Steganography is primarily a method that involves hiding data within a regular message or file in a specific way. The file type it uses is:
- Text
- Picture
- video
There is no doubt that steganography is one of the most advanced and difficult to detect malware methods. Stegomalware uses image steganography to evade detection mechanisms such as anti-virus software and anti-malware systems.
As a result of using Image Steganography, more than 1.800 malware samples have been detected in the last 90 days. Below is a graph of stegomalware distribution on a monthly basis.
Table of Contents
Malware using Steganography
It is worth noting that there are several applications for malware that use steganography, such as:
- knotweed
- Web Shells
- Hacking Tools: Mimikatz, Rubeus
- NanoCore RAT
- agent Tesla
- XLoader
It has been discovered that numerous instances of .JPG+EXE malware have been observed while monitoring chat across multiple users.
A malicious .exe file is usually recognized as a clean image file and then injected into an image file using the Image Steganography technique.
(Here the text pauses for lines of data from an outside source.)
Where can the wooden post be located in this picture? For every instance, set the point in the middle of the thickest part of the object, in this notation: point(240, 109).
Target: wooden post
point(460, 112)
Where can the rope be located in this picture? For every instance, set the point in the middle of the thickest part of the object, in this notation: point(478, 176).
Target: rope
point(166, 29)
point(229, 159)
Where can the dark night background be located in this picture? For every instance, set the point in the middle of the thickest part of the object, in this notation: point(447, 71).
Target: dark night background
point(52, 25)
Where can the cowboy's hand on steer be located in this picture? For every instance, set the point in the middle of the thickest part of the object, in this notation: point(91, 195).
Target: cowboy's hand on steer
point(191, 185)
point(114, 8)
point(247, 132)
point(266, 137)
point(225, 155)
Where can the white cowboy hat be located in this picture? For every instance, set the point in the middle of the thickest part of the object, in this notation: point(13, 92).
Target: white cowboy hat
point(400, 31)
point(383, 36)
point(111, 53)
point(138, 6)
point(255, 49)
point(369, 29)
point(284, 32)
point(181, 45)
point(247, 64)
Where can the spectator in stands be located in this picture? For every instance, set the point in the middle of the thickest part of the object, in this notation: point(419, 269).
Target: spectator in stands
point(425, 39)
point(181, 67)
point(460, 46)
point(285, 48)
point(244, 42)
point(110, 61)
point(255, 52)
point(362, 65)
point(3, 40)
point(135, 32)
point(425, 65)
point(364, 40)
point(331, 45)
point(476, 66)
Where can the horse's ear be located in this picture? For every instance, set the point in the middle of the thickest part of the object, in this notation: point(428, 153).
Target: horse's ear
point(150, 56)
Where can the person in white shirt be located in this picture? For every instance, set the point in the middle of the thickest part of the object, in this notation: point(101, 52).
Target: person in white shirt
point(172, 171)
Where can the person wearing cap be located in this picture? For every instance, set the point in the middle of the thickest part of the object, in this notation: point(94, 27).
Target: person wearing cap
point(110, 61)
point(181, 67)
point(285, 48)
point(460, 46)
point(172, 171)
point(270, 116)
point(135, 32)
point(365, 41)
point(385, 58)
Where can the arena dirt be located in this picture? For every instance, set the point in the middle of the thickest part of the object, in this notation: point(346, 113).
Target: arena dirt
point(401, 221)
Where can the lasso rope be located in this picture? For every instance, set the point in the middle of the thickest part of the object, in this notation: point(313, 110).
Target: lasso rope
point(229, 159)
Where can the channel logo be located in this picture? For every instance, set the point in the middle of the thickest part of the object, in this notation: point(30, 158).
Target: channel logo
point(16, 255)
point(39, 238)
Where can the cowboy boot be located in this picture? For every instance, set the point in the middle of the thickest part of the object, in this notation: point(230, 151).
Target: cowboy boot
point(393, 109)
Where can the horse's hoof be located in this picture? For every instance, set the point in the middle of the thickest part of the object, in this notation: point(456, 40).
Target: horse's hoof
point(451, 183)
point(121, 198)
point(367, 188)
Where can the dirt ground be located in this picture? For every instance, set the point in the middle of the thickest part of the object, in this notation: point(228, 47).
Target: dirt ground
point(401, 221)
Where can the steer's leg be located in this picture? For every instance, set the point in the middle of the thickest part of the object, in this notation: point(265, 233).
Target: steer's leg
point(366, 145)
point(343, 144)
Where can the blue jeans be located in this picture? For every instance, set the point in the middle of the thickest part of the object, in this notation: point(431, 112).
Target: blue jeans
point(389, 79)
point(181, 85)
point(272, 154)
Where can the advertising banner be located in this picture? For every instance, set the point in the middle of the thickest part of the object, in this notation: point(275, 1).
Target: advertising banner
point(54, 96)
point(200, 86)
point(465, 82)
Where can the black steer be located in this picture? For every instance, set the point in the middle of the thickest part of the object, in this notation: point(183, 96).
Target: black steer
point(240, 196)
Researchers reported two attacks in the last weeks of July 2022, which were carried out by unknown individuals. Steganography was used in these attacks to send payloads (malware) in order to carry out the attack.
Technical analysis
There have been several reports about the effect that APT TAs have. Also SFX files that have been used as a way to attack ICS/SCADA systems, using DB exploitation files.
Other systems can also be attacked with this form of attack. An executable file with the .SFX extension contains compressed data that can be decompressed during the attack implementation process.
It is also possible to execute compressed files enclosed within an .SFX file, which allows APT TAs to easily execute malware through this technique.
Here the AgentTesla malware is extracted from the .JPG file to the file after the .SFX file is extracted.
As a result, the additional evasion potential may be readily exploited by combining it with legal proceedings.
Ways of protection
Here are some of the cybersecurity best practices recommended by experts:
- Make sure you are aware of the latest attack techniques.
- Make sure your connected devices, including computers, laptops and mobile phones, are protected by powerful anti-virus tools.
- To prevent data infiltration by malware or Trojans, monitor the beacon at the network level.
- Check file contents at the end, as well as unusual file signatures and properties, when checking suspicious images manually
- Before downloading any file, it is recommended to verify its source.
- Passwords must be updated at regular intervals.
- Make sure you verify the authenticity of all links and email attachments before opening them.
- URLs that spread viruses, such as torrents and warez, should be blocked.
- Ensure that employee systems are equipped with data loss prevention (DLP) methods.